I was working on my own 6502 trainer based on an old American design, the one brought in by (username goes here) is totally different, in nearly every way possible. Different architecture (so I’m lost without the original manual, I know my way around the 6502 enough that if it used one, I’d probably be able to work it out, but I’m totally clueless when it comes to 6800’s), additionally this one has a hex keypad and 7-segment display, PROM, and a massive edge connector, and on top of that, it’s made in Australia (insert patriotic noises here).
The 6502 design I’m recreating just has RAM, toggle switches and LED’s, a much simpler design using a much simpler chip.
It’s an interesting contrast between a digital trainer designed in, I think, 1976 (the 6502 board) and 1982 (the Australian 6802 pictured).
I was going to make another thread for the 6502 board, but I might as well just post about it here (once the parts arrive) how many threads about digital trainers do we need, really?
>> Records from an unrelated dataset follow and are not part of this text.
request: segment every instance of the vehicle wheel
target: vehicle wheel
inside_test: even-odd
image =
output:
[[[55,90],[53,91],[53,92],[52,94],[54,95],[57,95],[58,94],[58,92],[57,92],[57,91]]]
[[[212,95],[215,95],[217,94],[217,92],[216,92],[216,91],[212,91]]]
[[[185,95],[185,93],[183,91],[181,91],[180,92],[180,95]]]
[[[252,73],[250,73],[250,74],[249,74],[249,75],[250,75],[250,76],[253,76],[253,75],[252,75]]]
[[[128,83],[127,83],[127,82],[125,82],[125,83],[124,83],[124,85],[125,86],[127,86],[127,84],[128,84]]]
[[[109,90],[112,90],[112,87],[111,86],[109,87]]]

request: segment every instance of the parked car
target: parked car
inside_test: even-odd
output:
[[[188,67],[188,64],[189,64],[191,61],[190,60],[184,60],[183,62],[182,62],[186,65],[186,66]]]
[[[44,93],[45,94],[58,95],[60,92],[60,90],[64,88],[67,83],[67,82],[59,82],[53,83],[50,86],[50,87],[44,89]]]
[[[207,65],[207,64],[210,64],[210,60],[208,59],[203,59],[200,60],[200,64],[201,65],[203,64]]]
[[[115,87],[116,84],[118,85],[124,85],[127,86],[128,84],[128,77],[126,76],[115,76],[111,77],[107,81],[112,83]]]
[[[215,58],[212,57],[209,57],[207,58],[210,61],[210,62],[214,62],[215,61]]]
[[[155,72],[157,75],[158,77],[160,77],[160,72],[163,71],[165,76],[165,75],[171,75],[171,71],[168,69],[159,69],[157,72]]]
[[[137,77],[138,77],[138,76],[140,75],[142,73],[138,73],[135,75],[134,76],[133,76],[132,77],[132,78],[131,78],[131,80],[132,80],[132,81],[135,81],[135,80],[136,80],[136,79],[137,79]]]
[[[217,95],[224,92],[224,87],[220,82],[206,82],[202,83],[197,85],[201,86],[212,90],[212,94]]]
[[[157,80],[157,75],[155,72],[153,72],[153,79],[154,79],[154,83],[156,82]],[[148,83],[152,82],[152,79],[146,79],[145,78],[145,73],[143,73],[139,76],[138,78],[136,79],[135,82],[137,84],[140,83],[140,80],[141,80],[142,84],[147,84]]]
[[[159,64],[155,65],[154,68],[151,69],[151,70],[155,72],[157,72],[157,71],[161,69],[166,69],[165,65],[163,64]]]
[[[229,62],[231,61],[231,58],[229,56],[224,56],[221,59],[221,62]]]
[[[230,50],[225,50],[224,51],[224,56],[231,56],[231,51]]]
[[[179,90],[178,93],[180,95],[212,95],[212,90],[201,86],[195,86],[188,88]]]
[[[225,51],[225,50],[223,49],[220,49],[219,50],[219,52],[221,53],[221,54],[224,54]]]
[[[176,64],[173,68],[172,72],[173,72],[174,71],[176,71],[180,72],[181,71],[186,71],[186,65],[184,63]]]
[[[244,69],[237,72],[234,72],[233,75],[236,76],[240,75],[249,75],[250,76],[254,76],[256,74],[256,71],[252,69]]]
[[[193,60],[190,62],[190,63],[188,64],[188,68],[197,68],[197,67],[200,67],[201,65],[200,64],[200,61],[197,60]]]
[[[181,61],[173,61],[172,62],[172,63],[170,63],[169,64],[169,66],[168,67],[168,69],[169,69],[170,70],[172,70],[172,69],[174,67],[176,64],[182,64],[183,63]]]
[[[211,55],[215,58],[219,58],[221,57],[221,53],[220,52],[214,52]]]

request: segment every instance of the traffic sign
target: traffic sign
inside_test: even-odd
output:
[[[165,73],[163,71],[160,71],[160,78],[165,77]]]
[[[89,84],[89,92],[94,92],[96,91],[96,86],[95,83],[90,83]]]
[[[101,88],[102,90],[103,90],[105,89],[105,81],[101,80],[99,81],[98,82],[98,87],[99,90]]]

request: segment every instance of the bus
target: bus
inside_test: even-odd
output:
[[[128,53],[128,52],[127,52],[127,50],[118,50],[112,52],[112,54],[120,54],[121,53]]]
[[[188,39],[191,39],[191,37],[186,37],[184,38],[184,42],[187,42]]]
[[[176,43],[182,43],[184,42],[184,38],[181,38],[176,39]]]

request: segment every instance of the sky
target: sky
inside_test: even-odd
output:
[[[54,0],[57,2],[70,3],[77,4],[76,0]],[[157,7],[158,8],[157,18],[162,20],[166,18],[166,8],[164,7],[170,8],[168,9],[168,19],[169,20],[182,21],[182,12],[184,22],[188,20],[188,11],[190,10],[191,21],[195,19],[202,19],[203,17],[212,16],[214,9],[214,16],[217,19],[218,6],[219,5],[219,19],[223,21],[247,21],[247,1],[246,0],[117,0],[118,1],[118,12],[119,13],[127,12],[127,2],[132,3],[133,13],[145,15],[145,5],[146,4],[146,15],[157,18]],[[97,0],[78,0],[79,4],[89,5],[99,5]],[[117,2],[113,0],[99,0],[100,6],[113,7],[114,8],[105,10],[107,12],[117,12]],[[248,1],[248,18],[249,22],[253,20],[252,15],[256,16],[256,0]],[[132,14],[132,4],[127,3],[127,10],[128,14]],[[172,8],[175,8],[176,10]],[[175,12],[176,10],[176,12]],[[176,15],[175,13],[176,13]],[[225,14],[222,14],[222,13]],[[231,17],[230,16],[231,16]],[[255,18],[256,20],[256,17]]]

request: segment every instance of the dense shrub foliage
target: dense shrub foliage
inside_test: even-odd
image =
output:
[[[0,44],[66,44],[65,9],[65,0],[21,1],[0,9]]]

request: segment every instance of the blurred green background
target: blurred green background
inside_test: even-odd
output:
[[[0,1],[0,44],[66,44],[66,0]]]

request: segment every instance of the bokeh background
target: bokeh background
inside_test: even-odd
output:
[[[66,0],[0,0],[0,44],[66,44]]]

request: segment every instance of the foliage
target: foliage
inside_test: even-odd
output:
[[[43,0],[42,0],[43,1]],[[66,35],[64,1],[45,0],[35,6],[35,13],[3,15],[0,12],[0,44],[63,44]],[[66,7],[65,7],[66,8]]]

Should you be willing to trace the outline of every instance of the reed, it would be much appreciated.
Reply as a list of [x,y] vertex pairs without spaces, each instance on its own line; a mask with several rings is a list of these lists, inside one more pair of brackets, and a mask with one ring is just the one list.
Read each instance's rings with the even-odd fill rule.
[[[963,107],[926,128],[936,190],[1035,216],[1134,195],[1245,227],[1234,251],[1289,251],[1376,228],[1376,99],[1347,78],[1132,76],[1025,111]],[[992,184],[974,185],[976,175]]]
Anyway, here’s hoping I can get that manual, and project ideas for it are welcome. No point having a gorgeous board like this if it’s not in a nice housing doing something interesting
(Maybe we could frame it with the first gen Pi with the silkscreen typos)

Hi Ryan,
if it were up to me I’d:

  1. draw up a schematic
  2. construct a memory map
  3. read the ROM contents (Arduino Mega)
  4. disassemble ROM

Based on the 6802 data sheet and the board components much of the schematic will be straight forward. The data bus (D7-0) will route directly to the PIAs, ACIA, RAM, ROM and card edge. Address lines most likely are - A9-0 -> ROM, A8?-0 -> RAM, A15-0 -> card edge. A1-0 probably route to PIA RS1-0 and A0 to ACIA RS0. Am not sure if the 74138 is being used to decode memory addresses or for keyboard scanning. Chasing out the chip select inputs for the ROM, PIAs and ACIA will help. The PIAs have 3 chip select inputs, these may be connected to 1) an address line e.g. A15, 2) '138 output pin or 3) power/ground.

A while back I got bored and wrote a 6502 disassembler in Java. Don’t imagine it would take too much work to convert it to 6800.